Eating a balanced diet overall is typically good for your wellness in general.  However, according to some experts such as nutritional psychiatrists, there are certain specific types of foods that are particularly good nutrition for mental health.  By consuming these foods in conjunction with other practices and lifestyle habits to promote mental wellness, it is possible to help support positive results.

Use the following tips to help choose the right foods for nutrition for mental health.

Focus on Nutrients the Brain Needs for Proper Function

It may sound obvious, but the first step to proper nutrition for mental health is to choose foods that contain the nutrients specifically required by the brain to function.  That said, it doesn’t just stop there.
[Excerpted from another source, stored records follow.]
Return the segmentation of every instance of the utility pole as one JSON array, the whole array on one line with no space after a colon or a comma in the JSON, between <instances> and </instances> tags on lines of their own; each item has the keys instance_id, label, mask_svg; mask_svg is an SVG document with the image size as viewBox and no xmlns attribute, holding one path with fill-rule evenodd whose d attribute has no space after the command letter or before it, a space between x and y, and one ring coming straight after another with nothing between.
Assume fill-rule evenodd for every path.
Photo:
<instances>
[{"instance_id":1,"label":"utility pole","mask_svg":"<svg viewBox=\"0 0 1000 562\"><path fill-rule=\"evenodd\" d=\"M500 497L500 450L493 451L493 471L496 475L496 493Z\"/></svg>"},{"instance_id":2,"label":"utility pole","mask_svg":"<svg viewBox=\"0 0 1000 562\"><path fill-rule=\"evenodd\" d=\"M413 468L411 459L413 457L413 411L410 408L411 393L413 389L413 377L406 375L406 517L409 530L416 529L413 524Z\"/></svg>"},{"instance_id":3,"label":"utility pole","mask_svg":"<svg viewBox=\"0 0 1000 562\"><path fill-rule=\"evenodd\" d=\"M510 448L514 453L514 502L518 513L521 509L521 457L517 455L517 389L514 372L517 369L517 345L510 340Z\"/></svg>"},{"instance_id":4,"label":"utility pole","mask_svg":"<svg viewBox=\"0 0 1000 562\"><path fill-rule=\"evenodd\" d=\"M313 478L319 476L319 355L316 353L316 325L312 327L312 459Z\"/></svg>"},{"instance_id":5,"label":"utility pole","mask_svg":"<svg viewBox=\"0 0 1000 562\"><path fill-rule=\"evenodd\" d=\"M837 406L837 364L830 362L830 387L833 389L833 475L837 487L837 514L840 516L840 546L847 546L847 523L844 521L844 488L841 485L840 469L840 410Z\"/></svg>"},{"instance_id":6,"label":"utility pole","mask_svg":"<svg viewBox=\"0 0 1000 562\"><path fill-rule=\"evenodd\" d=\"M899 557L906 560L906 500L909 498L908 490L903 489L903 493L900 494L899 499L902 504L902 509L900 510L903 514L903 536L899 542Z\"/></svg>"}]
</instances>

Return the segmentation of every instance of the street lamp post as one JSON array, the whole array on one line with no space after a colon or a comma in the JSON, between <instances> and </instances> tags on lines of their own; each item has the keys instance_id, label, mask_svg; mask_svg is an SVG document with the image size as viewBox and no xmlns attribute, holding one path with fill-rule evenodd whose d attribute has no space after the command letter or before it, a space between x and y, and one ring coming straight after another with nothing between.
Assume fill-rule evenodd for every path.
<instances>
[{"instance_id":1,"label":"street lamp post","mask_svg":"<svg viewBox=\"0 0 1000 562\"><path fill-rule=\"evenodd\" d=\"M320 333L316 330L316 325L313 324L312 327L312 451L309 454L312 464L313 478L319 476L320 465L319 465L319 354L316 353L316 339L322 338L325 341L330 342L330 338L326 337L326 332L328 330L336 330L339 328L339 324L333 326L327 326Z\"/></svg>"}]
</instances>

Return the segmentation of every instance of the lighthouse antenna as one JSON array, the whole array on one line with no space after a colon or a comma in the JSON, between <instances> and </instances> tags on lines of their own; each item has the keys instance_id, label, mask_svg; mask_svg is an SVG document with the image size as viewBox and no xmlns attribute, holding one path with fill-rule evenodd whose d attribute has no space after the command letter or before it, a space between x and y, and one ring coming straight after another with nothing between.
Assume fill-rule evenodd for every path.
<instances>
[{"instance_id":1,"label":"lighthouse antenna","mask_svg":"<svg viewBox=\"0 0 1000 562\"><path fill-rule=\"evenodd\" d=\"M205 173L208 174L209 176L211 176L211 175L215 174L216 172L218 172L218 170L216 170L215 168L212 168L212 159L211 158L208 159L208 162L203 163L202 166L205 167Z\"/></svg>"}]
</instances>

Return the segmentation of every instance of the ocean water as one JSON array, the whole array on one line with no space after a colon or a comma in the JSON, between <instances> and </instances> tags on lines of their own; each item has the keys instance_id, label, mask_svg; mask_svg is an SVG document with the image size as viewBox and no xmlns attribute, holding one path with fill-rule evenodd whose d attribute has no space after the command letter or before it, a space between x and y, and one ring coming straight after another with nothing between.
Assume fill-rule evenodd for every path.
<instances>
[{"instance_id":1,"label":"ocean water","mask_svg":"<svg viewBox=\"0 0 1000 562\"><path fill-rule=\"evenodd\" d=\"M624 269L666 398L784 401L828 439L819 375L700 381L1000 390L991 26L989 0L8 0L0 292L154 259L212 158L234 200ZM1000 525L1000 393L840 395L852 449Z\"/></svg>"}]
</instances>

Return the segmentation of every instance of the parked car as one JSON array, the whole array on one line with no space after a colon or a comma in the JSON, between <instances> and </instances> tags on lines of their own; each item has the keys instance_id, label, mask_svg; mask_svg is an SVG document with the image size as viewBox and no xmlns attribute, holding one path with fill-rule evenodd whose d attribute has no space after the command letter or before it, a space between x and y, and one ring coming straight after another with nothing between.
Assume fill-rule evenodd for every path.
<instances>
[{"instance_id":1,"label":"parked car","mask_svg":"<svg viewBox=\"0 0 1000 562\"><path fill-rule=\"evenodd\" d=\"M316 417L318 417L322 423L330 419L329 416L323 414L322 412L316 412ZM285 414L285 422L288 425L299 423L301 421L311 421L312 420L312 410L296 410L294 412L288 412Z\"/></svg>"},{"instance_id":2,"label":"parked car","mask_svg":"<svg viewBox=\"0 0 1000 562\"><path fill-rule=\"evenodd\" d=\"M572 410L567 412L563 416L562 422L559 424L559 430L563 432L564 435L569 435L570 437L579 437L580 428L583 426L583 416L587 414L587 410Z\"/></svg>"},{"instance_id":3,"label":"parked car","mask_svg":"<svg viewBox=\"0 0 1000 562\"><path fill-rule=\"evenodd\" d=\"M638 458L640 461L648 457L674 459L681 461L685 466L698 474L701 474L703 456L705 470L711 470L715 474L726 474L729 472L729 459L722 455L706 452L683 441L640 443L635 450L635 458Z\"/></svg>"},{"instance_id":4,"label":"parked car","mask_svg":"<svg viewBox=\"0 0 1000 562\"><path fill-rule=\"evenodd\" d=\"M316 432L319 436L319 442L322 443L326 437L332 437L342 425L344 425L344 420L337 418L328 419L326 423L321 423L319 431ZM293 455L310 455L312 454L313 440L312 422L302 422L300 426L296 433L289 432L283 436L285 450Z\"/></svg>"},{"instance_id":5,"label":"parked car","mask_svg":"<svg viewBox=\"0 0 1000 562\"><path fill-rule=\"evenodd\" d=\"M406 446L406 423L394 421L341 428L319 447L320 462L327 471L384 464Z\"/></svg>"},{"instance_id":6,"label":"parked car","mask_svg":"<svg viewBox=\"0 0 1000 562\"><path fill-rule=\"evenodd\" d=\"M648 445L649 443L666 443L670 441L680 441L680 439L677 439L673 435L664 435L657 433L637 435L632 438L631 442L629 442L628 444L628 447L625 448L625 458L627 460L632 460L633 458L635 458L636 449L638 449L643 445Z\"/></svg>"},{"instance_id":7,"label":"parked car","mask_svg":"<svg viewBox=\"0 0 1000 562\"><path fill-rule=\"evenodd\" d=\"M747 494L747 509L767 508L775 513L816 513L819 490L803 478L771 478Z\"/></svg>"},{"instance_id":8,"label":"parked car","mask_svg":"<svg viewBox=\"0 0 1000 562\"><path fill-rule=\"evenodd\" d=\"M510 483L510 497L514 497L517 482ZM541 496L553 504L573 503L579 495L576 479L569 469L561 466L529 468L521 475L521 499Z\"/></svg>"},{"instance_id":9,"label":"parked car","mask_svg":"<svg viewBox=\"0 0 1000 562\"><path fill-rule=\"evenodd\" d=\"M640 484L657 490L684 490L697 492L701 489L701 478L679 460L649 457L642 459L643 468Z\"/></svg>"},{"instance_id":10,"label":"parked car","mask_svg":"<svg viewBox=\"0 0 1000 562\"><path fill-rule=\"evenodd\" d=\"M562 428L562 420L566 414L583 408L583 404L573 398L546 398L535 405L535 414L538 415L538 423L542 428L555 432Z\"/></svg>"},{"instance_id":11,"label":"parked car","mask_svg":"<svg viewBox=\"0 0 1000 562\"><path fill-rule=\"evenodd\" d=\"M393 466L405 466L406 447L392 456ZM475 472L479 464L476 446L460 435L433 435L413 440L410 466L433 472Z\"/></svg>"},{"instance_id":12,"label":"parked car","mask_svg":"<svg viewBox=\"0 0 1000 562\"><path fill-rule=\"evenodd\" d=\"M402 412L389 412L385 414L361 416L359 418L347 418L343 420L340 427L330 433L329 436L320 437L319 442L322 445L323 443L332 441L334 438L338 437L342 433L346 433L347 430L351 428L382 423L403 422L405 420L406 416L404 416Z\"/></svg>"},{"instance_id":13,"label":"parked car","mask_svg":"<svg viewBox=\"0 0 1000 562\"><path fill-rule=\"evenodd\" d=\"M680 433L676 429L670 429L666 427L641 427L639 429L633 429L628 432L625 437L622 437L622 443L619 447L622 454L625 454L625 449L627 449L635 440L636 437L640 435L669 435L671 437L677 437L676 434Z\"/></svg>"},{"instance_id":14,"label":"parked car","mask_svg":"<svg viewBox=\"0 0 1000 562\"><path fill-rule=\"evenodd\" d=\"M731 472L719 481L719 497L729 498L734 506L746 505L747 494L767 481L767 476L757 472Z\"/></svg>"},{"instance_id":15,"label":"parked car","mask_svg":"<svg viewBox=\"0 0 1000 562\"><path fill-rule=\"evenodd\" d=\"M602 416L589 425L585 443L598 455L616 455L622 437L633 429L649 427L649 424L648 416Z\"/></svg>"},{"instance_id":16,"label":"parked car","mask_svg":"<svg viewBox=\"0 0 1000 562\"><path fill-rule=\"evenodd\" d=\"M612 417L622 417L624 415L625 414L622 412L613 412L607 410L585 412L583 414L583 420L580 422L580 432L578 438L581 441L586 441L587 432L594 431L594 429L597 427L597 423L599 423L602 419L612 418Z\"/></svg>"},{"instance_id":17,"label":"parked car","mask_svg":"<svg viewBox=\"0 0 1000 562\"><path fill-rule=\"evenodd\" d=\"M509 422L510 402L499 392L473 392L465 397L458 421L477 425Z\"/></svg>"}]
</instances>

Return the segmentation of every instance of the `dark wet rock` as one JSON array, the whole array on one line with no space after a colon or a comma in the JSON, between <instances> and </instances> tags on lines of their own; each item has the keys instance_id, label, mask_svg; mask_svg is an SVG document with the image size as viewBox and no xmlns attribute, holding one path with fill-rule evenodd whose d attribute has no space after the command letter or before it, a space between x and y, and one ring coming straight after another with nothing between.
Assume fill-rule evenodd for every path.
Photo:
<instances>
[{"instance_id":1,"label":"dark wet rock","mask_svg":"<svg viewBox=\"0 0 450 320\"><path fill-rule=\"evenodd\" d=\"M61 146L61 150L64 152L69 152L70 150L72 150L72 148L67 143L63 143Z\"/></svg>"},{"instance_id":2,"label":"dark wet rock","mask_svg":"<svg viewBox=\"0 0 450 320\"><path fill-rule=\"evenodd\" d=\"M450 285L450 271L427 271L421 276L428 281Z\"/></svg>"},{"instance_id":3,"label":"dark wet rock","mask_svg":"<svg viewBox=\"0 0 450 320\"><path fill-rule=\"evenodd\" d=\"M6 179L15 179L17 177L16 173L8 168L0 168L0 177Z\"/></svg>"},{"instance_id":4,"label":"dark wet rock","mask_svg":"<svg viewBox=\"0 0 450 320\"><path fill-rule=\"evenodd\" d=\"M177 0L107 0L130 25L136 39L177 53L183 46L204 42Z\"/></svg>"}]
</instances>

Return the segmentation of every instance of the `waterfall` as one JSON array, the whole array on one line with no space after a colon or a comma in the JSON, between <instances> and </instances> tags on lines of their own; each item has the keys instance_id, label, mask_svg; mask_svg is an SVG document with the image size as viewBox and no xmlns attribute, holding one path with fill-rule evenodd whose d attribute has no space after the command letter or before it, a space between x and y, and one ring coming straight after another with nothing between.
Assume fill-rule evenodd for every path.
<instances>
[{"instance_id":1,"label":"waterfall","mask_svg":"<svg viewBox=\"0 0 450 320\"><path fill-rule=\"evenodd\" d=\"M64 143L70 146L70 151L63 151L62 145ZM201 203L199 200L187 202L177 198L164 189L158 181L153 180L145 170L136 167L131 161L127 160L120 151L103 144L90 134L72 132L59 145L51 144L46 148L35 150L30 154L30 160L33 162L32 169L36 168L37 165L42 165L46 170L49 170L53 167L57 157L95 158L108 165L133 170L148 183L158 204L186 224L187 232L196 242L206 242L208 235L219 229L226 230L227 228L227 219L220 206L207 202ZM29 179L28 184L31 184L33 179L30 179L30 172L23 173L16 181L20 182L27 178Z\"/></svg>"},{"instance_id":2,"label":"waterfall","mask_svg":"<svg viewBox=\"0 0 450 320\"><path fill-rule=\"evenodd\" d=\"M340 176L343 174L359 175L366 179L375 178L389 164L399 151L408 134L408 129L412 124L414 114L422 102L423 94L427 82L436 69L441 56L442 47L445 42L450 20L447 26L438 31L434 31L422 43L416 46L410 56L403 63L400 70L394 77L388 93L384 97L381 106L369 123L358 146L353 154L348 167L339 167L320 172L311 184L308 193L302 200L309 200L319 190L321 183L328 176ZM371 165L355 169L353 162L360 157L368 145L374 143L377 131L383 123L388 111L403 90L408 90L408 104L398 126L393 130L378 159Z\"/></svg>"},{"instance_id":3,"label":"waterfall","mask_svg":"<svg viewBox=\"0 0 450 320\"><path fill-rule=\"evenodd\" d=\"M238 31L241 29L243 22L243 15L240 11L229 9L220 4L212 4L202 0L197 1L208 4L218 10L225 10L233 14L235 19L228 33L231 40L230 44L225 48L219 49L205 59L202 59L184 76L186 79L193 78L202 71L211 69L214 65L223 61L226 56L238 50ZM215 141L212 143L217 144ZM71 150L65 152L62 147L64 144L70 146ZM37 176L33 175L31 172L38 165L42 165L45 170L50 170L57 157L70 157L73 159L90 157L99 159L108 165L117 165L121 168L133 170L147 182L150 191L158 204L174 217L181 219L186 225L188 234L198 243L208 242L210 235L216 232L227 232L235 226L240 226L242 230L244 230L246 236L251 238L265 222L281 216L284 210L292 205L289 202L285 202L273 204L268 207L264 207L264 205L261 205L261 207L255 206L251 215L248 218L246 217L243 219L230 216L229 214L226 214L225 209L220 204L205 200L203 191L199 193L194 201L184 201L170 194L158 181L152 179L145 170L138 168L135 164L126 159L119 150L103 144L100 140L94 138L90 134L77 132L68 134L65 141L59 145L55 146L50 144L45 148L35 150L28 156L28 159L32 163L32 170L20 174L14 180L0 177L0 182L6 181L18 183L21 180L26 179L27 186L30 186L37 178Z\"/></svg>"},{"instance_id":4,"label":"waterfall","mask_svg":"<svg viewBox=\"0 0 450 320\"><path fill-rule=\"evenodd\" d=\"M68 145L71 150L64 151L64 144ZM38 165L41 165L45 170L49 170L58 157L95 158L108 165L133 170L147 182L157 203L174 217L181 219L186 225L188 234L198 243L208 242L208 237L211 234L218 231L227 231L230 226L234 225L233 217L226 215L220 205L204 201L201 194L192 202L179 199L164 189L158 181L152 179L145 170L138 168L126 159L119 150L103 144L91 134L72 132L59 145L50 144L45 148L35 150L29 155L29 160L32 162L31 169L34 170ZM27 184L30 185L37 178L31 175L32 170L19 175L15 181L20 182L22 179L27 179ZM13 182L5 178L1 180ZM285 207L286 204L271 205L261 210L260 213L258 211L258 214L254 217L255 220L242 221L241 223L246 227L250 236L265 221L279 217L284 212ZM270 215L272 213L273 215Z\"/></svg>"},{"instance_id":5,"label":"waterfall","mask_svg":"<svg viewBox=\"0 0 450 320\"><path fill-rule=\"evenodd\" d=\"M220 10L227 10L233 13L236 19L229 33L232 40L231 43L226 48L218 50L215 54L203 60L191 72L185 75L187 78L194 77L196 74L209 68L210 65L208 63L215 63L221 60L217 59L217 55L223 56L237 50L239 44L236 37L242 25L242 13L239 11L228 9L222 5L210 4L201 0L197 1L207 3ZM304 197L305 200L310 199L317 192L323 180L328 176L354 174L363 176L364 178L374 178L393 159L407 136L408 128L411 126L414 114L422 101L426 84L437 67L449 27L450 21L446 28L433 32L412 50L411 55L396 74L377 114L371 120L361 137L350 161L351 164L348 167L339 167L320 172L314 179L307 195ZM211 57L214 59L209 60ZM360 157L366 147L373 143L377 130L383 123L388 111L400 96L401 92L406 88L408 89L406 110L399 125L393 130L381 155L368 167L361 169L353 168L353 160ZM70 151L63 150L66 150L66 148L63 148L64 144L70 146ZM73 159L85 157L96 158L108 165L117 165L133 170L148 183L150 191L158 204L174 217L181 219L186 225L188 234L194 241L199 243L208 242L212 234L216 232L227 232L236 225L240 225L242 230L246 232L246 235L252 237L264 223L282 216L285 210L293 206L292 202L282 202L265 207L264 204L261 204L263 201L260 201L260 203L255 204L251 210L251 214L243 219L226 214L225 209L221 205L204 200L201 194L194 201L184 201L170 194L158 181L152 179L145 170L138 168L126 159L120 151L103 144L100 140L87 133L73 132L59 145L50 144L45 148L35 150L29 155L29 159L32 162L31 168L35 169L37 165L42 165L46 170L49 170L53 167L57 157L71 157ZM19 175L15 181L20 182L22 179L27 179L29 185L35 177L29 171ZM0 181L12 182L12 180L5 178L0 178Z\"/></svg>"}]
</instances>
You must also choose the nutrients required to be sure the ones best for your brain will be absorbed by the body and indeed sent to the brain. 

This means that it is critical to focus not only on nutrition for mental health, but also on applicable bioavailability, so the body will be able to absorb what the brain needs.  This may sound complex – and it can be in certain circumstances – but it’s more a matter of being able to identify fat soluble vitamins (such as vitamins A, D, and K) and ensure they are consumed along with a source of healthy fat such as olive oil or avocado.

Avoid Foods Known to be Damaging to Brain Wellness and Function

Many experts specifically point to avoiding foods high in sugar, refined cereals and unhealthy fats to establish proper nutrition for mental health. Fruit juice, candy, soda, deep fried foods and white flour-based foods all fall into those categories. Instead, healthier alternatives are recommended, such as drinking water or citrus infused water, whole grains and healthy fats.

Improve Your Metabolism

To get the most out of your nutrition for mental health, work on improving your metabolism. This will help your body to digest, absorb and process nutrients the most effectively and efficiently.